DEFINE_BUILTIN_OP_IMPORTER(YourPlugin) {
    nvinfer1::ITensor* tensor_ptr_inp = &convertToTensor(inputs.at(0), ctx);
    std::vector<nvinfer1::ITensor *> plugin_input = {tensor_ptr_inp};
    nvinfer1::IPluginV2* plugin = importPluginFromRegistry(ctx, pluginName, pluginVersion, node.name(), f);
    RETURN_FIRST_OUTPUT(ctx->network()->addPluginV2(plugin_input.data(), plugin_input.size() , *plugin));
}

After compiling the code, now you can run: ./build/parsers/onnx/onnx2trt input_onnx.onnx -o output_engine.engine

rajeevsrao commented 3 years ago

Please review our blogpost on deploying ONNX models with custom (plugin) layers using TensorRT 7.x+ and ONNX-GraphSurgeon: https://developer.nvidia.com/blog/estimating-depth-beyond-2d-using-custom-layers-on-tensorrt-and-onnx-models/

We will be adding more samples in the OSS repository in coming release. Thanks.

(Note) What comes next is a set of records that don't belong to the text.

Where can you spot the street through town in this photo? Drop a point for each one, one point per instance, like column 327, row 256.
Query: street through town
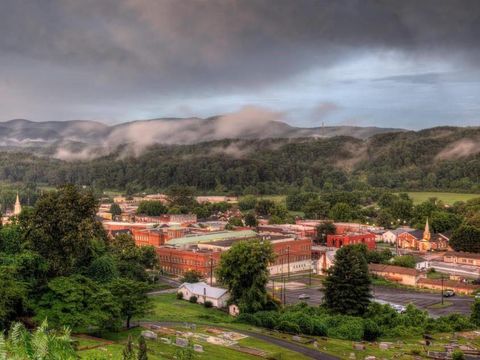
column 423, row 300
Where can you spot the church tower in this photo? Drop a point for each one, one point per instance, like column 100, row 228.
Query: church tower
column 18, row 207
column 426, row 234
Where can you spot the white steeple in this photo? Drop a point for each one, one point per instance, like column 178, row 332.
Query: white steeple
column 18, row 207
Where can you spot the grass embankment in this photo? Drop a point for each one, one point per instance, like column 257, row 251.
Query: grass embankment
column 168, row 308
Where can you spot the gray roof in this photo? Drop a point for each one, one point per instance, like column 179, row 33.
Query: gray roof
column 201, row 289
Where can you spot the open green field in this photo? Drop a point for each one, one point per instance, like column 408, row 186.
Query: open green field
column 446, row 197
column 168, row 308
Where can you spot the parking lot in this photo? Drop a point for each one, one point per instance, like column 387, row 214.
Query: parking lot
column 423, row 300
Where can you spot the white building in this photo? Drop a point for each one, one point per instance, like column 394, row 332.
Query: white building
column 217, row 296
column 390, row 236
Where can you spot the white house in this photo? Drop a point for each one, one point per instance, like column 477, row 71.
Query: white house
column 217, row 296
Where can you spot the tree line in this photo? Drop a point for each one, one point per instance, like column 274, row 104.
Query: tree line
column 405, row 160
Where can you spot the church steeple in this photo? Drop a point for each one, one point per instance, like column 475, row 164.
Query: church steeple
column 426, row 233
column 18, row 207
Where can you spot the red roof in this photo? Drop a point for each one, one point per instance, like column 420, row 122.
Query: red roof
column 392, row 269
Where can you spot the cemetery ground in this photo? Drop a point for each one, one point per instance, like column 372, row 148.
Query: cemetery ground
column 173, row 318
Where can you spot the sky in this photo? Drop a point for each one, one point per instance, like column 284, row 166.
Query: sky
column 404, row 64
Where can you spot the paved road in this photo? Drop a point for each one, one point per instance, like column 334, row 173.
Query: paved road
column 461, row 304
column 308, row 352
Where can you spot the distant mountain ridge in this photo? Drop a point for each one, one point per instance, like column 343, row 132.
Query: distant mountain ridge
column 25, row 133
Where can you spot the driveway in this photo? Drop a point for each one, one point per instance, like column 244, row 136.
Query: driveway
column 422, row 300
column 311, row 353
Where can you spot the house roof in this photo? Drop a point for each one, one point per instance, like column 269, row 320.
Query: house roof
column 418, row 234
column 392, row 269
column 463, row 254
column 201, row 289
column 218, row 236
column 448, row 284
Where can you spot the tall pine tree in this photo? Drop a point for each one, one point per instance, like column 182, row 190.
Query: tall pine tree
column 142, row 349
column 347, row 286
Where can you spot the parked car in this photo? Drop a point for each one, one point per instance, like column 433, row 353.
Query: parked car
column 448, row 293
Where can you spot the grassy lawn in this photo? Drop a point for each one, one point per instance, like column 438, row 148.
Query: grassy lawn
column 168, row 308
column 447, row 198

zerollzeng commented 3 years ago

I write a minimal onnx plugin template that might be helpful. see onnx plugin template

OronG13 commented 3 years ago

Hello @zerollzeng, Thank you very much for sharing this information, I found it very useful. Regard,

zerollzeng commented 3 years ago

@OronG13 I'm glad it's helpful to you, if you have any question or feedback, welcome to bring me an issue :)

Darshcg commented 3 years ago

Thank you @zerollzeng. It is very useful.